Lacey sat up straight and took her lipstick out of her purse. She applied a fresh coat as Garth drove past the white brick pillars bearing brass plaques marking them as the entrance to Quail Hills Manor. He stopped the car in front of a long, low building. “This is where Ruth is staying.”
Lacey was still wiping a smudge of mascara from her cheek when Garth came around from the other side of the car and opened the door for her. She shot him a surprised glance. She hadn’t expected this little courtesy, but it was thoughtful of him. She got out, and they walked up the brick-paved path together.
A dark-eyed receptionist smiled and directed them down one of four corridors leading away from the entry area. At another desk, they asked for the number of Ruth’s room.

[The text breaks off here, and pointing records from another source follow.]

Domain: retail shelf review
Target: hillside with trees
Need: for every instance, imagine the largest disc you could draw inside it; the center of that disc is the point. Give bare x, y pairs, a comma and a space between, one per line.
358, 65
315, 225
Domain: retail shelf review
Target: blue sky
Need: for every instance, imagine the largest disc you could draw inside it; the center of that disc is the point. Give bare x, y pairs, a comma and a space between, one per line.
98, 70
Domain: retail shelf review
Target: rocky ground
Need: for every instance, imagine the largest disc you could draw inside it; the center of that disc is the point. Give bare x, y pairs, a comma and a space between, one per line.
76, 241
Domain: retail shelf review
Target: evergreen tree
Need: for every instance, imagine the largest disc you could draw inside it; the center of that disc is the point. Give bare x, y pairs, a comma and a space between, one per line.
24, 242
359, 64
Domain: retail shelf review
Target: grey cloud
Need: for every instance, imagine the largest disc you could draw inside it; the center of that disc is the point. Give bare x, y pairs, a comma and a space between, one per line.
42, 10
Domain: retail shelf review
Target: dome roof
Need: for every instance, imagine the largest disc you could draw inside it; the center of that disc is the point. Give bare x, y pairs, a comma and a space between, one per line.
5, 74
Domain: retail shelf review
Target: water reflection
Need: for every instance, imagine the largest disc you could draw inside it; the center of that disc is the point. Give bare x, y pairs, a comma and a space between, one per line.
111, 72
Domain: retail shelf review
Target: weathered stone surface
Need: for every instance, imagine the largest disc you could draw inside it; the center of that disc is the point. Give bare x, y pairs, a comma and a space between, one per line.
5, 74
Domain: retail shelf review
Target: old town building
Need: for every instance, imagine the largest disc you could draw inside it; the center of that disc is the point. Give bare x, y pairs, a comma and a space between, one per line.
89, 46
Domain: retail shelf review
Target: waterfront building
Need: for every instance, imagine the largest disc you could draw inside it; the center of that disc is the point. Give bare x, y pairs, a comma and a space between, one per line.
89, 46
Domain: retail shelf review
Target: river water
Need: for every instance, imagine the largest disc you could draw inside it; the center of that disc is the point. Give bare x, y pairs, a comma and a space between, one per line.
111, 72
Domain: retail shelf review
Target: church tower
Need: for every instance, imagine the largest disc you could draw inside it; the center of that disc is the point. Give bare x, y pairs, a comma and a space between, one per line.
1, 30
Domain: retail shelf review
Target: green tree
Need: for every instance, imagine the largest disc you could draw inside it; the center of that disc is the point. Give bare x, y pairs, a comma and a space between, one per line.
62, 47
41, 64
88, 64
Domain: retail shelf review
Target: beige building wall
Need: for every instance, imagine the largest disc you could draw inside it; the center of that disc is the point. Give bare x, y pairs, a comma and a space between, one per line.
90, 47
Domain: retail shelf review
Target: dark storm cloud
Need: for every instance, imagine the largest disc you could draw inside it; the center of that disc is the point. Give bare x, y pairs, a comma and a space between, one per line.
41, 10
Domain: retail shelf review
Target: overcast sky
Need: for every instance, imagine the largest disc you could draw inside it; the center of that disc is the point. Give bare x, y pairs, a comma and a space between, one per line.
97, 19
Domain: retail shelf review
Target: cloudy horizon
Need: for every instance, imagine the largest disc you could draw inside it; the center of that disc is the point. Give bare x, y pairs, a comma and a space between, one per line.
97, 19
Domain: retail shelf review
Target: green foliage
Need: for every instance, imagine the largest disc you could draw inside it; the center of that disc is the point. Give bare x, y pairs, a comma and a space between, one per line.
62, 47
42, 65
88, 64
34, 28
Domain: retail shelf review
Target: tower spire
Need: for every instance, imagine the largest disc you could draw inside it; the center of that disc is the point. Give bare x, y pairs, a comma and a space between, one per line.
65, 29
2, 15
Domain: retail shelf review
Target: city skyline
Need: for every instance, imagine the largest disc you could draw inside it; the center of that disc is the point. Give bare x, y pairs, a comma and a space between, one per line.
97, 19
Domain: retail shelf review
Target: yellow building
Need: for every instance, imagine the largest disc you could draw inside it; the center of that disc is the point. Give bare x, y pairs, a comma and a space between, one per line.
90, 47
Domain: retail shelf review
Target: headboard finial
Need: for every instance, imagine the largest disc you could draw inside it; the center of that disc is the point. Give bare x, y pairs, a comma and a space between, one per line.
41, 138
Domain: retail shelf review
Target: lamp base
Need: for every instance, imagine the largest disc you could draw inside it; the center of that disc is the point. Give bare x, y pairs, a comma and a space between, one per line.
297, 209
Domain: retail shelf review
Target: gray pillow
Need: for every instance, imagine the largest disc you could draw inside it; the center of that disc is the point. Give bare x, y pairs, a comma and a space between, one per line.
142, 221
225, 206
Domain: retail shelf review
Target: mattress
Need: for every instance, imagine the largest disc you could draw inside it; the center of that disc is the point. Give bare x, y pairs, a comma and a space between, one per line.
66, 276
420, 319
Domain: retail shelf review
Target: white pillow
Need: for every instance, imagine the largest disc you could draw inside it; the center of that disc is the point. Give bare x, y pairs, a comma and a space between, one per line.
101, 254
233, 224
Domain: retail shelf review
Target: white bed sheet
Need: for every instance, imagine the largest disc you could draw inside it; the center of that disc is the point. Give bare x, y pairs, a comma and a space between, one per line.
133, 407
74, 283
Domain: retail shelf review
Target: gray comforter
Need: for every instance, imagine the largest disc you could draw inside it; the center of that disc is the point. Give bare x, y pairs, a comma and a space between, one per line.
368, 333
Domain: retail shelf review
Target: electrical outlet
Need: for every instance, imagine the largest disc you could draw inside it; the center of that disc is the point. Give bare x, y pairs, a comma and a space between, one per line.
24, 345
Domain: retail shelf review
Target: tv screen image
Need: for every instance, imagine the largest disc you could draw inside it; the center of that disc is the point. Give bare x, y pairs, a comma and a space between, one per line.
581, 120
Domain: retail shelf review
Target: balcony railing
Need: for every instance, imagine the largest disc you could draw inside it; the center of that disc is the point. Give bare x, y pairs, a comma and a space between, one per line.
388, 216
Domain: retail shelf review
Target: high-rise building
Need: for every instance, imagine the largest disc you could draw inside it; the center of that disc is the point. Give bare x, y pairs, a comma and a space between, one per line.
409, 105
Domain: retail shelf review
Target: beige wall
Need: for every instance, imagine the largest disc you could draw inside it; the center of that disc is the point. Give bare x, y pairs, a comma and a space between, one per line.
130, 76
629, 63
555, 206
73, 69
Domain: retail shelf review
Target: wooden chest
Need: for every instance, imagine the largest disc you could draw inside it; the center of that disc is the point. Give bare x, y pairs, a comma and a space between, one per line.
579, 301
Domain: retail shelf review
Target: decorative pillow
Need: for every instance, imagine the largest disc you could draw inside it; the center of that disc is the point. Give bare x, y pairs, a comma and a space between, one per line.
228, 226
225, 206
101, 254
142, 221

“Last door on the right,” replied a pink-smocked attendant. “Ruth will be happy to have some company. She hasn’t had any visitors for a week or so.”
They p
assed a lounge where some residents were playing cards and another where people were watching television. When they reached Ruth’s room, Garth knocked on the door.
“Come in,” bade a quavery voice, and when they opened the door, they saw a tiny, white-haired woman attired in a neat, striped dress sitting on a chair beside the window. The window looked out on a small garden that surrounded a bird bath.
“Hello, Ruth,” Garth said.
“Well, finally someone shows up. I got all dressed today, and no one came,” said Ruth, sounding petulant.
“We did,” Lacey said, going directly to Ruth and taking Ruth’s wrinkled hand in hers. “We showed up.”
Garth was surprised at Lacey’s immediate attempt to connect, but he wasn’t surprised at her warmth. Ruth must have felt it, too, because her face lit up with a bright smile.
“Do I know you?” she asked, looking puzzled.
“No, ma’am, not exactly. What I mean to say is, in a way you might,” Lacey said, looking to Garth for help.
“She’s a friend of the family,” Garth added hastily.
Ruth glanced up at Garth in bewilderment. “But do I know you?” she ventured tremulously.
“I’m Garth, Joan’s husband,” he told her, moving closer.
Lacey knelt beside Ruth’s chair. “We came to talk to you about something important.”
Ruth’s expression shifted from confusion to stubbornness. “I don’t talk to people I don’t know,” she said.
Garth sat on the chair opposite Ruth and leaned forward, elbows on his knees. “You remember Joan,” he said. “She was your niece.”
“Joan,” Ruth said as if she were considering the name carefully.
“Joan was your brother’s girl. Norman’s child.”
“Oh, Norman. He had three children. Arthur married Doris. She was a nurse like me. Cynthia married a man from Oklahoma and went there to live. Joanie married Garth, they live out on the Old Grange Road.”